Implantable medical devices (IMDs) are well known for providing a variety of treatments. For example, implantable cardiac defibrillators are used to monitor cardiac activity, detect ventricular fibrillation, and in response to that detection, deliver appropriate therapy pulses to restore a normal heart rhythm. Implantable neurostimulators have been used to stimulate the spinal cord and brain for, for example, the treatment of chronic pain and peripheral vascular disease. Implantable pacemakers generate and apply electric stimuli in the form of pulses to heart tissue to control the timing of heart contractions.
IMDs, and other similar devices, utilize an internal power source (i.e. an electrochemical cell) to provide the power required for operation. The electrochemical cell typically includes at least an anode and a cathode. In some embodiments, the electrochemical cell includes a cathode assembly having a powdered cathode material compressed into a disk-shaped pellet and a circumferential current collector disposed therearound. The circumferential current collector increases conductivity of current to the cathode material by maintaining low resistance and exerts a sufficient hoop force magnitude on the pellet to maintain its disk shape and allow for pellet growth during discharge.

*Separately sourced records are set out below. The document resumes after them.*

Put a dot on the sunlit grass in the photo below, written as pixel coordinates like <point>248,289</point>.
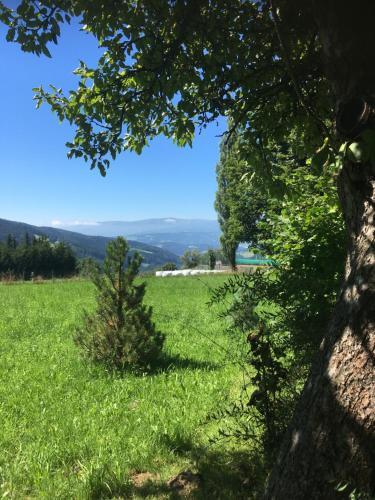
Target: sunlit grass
<point>70,429</point>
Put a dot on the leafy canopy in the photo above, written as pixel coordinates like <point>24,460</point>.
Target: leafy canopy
<point>170,67</point>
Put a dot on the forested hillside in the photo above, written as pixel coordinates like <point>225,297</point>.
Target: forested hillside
<point>83,245</point>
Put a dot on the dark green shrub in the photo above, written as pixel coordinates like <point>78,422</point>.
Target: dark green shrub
<point>211,258</point>
<point>120,333</point>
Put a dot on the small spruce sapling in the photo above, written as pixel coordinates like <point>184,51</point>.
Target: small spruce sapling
<point>120,333</point>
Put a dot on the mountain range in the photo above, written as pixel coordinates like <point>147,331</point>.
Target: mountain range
<point>172,234</point>
<point>86,245</point>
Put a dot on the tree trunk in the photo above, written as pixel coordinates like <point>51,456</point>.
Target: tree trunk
<point>332,435</point>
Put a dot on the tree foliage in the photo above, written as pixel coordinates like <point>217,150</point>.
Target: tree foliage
<point>281,313</point>
<point>120,333</point>
<point>170,67</point>
<point>36,256</point>
<point>238,205</point>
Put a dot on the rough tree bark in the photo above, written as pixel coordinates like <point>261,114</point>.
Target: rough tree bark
<point>332,435</point>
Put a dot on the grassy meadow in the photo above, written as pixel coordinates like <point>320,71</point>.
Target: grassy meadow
<point>70,429</point>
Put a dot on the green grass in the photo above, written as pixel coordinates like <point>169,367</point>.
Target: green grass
<point>72,430</point>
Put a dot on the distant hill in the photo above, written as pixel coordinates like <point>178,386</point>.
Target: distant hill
<point>175,235</point>
<point>86,245</point>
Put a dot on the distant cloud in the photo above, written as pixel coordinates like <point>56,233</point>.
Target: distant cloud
<point>57,222</point>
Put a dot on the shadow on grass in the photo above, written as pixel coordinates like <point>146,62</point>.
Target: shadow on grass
<point>231,475</point>
<point>168,363</point>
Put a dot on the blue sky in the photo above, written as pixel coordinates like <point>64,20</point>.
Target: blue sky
<point>40,185</point>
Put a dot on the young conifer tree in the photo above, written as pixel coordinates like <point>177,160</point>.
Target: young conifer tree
<point>120,333</point>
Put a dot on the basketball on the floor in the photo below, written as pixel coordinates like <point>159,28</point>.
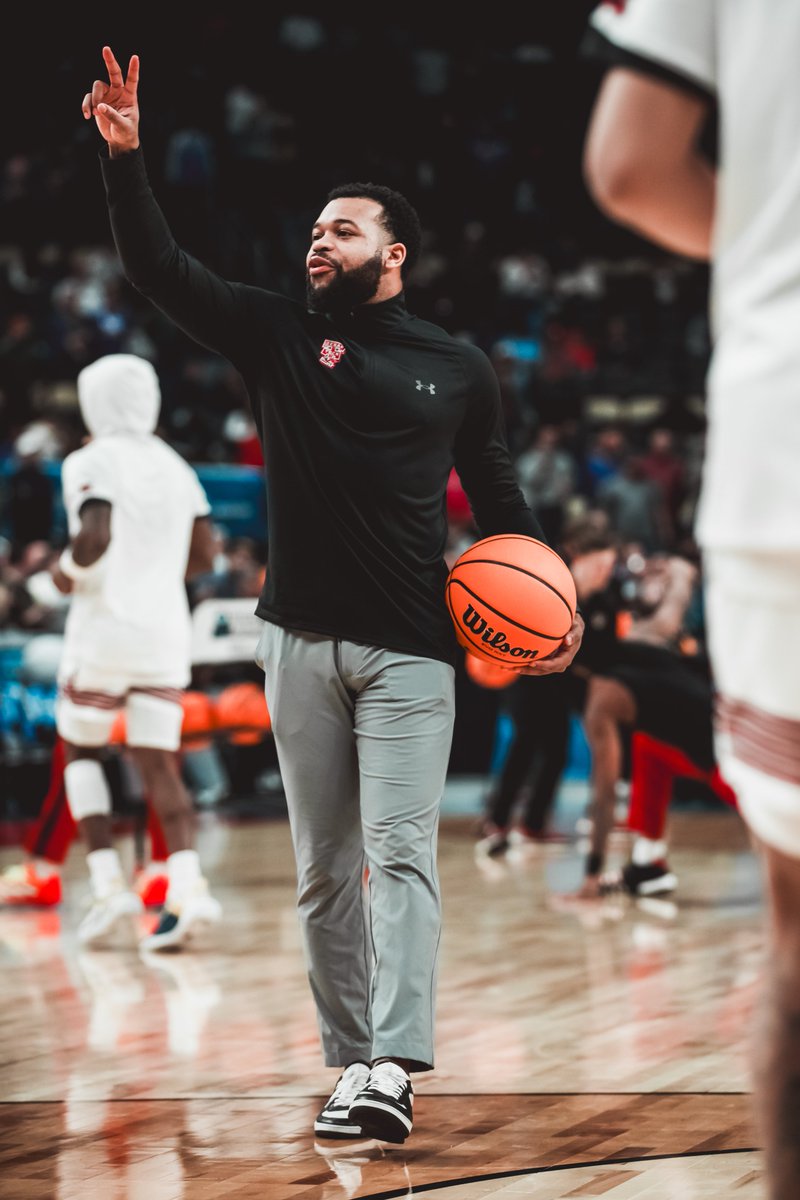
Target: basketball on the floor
<point>197,727</point>
<point>241,713</point>
<point>488,675</point>
<point>511,598</point>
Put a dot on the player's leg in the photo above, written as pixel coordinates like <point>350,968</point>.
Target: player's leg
<point>154,718</point>
<point>516,768</point>
<point>755,645</point>
<point>403,725</point>
<point>609,707</point>
<point>655,766</point>
<point>553,737</point>
<point>37,881</point>
<point>84,718</point>
<point>312,712</point>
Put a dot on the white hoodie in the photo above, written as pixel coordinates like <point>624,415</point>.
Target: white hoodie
<point>133,615</point>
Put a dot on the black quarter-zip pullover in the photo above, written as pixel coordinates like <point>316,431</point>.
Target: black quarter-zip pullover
<point>361,417</point>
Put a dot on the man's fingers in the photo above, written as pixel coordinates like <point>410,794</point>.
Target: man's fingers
<point>112,115</point>
<point>132,81</point>
<point>113,67</point>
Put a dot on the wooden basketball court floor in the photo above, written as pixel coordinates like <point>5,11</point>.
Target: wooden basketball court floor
<point>583,1050</point>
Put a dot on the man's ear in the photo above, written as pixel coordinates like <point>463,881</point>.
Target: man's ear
<point>395,255</point>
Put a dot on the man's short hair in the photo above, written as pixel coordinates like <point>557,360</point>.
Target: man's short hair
<point>588,533</point>
<point>400,217</point>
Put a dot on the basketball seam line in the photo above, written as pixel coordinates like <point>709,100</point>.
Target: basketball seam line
<point>512,567</point>
<point>548,637</point>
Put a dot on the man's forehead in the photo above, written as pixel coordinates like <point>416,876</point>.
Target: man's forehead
<point>359,209</point>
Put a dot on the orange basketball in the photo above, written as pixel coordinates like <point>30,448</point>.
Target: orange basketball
<point>242,713</point>
<point>198,720</point>
<point>119,731</point>
<point>511,598</point>
<point>488,675</point>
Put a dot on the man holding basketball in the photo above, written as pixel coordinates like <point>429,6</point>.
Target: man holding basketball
<point>364,411</point>
<point>672,61</point>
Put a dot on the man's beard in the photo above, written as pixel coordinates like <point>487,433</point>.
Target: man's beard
<point>347,289</point>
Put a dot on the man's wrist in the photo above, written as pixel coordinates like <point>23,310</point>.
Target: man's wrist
<point>77,573</point>
<point>120,151</point>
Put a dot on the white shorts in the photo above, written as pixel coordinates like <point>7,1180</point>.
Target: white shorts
<point>752,603</point>
<point>91,699</point>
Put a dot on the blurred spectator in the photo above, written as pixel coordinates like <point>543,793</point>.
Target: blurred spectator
<point>636,507</point>
<point>240,431</point>
<point>547,475</point>
<point>665,467</point>
<point>603,460</point>
<point>30,492</point>
<point>239,570</point>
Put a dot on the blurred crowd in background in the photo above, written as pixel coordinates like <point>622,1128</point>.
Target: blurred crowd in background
<point>599,341</point>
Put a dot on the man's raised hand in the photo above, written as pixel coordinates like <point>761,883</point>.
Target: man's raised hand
<point>114,105</point>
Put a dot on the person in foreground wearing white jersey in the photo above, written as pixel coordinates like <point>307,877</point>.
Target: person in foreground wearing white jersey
<point>138,521</point>
<point>671,60</point>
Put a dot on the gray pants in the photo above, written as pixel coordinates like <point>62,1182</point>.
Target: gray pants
<point>362,737</point>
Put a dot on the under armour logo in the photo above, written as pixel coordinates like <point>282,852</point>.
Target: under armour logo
<point>331,352</point>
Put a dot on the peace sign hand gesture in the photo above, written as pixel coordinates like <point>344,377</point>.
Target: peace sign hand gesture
<point>114,105</point>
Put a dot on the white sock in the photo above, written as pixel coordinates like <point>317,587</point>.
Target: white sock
<point>182,871</point>
<point>86,787</point>
<point>647,851</point>
<point>43,867</point>
<point>106,871</point>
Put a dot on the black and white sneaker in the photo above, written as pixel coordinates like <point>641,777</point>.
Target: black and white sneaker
<point>334,1120</point>
<point>641,880</point>
<point>383,1108</point>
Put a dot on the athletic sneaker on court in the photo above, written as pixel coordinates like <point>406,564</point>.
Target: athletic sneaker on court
<point>674,63</point>
<point>138,523</point>
<point>364,411</point>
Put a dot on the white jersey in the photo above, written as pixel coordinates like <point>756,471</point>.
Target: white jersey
<point>134,615</point>
<point>745,53</point>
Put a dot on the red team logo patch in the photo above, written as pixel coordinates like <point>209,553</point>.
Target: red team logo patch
<point>331,353</point>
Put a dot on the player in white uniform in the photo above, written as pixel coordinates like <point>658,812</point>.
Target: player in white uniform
<point>138,525</point>
<point>672,60</point>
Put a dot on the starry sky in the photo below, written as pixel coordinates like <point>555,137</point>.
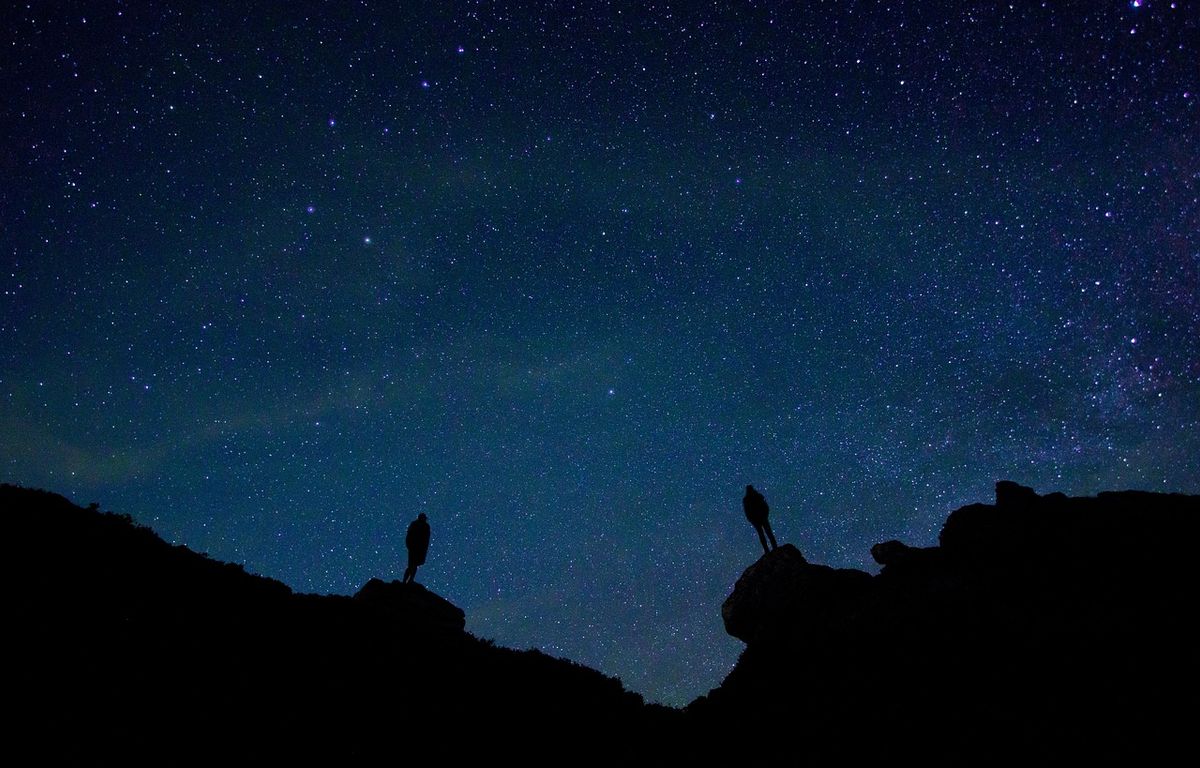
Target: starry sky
<point>567,276</point>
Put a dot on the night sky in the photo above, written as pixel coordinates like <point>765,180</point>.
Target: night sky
<point>568,276</point>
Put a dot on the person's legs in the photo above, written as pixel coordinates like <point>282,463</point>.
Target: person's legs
<point>762,538</point>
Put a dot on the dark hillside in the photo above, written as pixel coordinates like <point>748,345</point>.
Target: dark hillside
<point>124,647</point>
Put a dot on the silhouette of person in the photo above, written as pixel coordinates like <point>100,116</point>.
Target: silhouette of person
<point>418,543</point>
<point>755,507</point>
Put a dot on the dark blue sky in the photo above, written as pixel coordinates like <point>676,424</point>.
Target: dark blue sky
<point>567,276</point>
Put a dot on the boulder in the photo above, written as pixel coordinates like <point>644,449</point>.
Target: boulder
<point>412,604</point>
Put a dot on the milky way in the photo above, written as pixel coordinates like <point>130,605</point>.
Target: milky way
<point>568,276</point>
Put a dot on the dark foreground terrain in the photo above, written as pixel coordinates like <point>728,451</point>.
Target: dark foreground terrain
<point>1042,629</point>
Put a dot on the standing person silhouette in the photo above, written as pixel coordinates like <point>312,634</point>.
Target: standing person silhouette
<point>756,509</point>
<point>418,543</point>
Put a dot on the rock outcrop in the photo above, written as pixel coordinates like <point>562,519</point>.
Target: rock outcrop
<point>783,586</point>
<point>412,605</point>
<point>1039,625</point>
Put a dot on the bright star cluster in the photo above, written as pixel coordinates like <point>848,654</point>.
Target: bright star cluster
<point>568,276</point>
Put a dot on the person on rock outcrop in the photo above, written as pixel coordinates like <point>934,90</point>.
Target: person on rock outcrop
<point>418,543</point>
<point>756,509</point>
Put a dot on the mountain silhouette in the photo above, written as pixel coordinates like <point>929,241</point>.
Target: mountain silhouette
<point>125,648</point>
<point>1041,629</point>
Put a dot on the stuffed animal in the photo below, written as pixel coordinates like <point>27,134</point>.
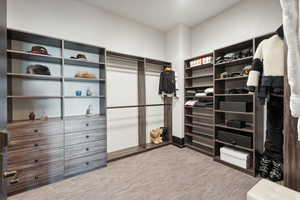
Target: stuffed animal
<point>156,136</point>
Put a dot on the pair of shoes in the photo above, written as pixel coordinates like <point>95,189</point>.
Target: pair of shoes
<point>270,169</point>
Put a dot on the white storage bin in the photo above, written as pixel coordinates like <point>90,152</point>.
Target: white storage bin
<point>235,157</point>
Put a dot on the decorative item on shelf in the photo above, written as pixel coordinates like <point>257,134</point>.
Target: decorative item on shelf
<point>89,110</point>
<point>38,69</point>
<point>246,70</point>
<point>44,116</point>
<point>39,50</point>
<point>79,57</point>
<point>165,136</point>
<point>237,91</point>
<point>156,136</point>
<point>31,116</point>
<point>78,93</point>
<point>85,75</point>
<point>89,92</point>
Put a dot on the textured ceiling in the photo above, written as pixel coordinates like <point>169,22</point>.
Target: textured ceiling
<point>164,14</point>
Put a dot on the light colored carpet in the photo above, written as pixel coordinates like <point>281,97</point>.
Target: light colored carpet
<point>168,173</point>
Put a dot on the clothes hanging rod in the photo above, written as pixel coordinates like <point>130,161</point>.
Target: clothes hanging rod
<point>137,106</point>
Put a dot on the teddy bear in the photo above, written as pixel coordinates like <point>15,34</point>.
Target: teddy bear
<point>156,136</point>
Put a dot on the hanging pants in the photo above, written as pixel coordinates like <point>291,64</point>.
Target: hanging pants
<point>274,139</point>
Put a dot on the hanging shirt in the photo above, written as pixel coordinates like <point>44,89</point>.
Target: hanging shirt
<point>167,83</point>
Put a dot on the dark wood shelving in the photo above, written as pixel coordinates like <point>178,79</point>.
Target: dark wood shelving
<point>234,112</point>
<point>34,76</point>
<point>86,63</point>
<point>200,76</point>
<point>231,78</point>
<point>200,66</point>
<point>235,146</point>
<point>248,130</point>
<point>24,55</point>
<point>235,62</point>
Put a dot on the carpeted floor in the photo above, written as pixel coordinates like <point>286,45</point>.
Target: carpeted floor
<point>167,173</point>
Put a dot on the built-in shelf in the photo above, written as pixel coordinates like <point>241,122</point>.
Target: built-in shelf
<point>235,62</point>
<point>84,79</point>
<point>200,76</point>
<point>33,76</point>
<point>232,78</point>
<point>248,130</point>
<point>235,146</point>
<point>34,97</point>
<point>86,63</point>
<point>234,112</point>
<point>24,55</point>
<point>200,66</point>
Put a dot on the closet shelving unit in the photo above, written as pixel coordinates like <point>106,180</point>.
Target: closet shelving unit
<point>199,127</point>
<point>124,61</point>
<point>253,118</point>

Although the above-described cathode assembly performs well when implemented in an electrochemical cell, it has certain drawbacks. For example, in some instances, the hoop forces exerted by the circumferential current collector may be too high and may cause the disk-shaped pellet to dome. As a result, the overall thickness of the cathode assembly may undesirably increase. Consequently, it may become difficult, or even impossible, to insert the cathode assembly into the electrochemical cell. Additionally, the disk-shaped pellet typically expands as the cathode assembly is discharged. This expansion may cause degradation of contact between the cathode material and the circumferential current collector and may undesirably change the overall impedance of the cell as it discharges over time. Eventually, the change in cell impedance may cause a decrease in cell capacity. As IMDs and electrochemical cells become thinner, these issues may become more pronounced.
Accordingly, it is desirable to have a cathode assembly that can maintain its original configuration over time so that it may be easily assembled into an electrochemical cell. Furthermore, other desirable features and characteristics of the present invention will become apparent from the subsequent detailed description of the invention and the appended claims, taken in conjunction with the accompanying drawings and this background of the invention.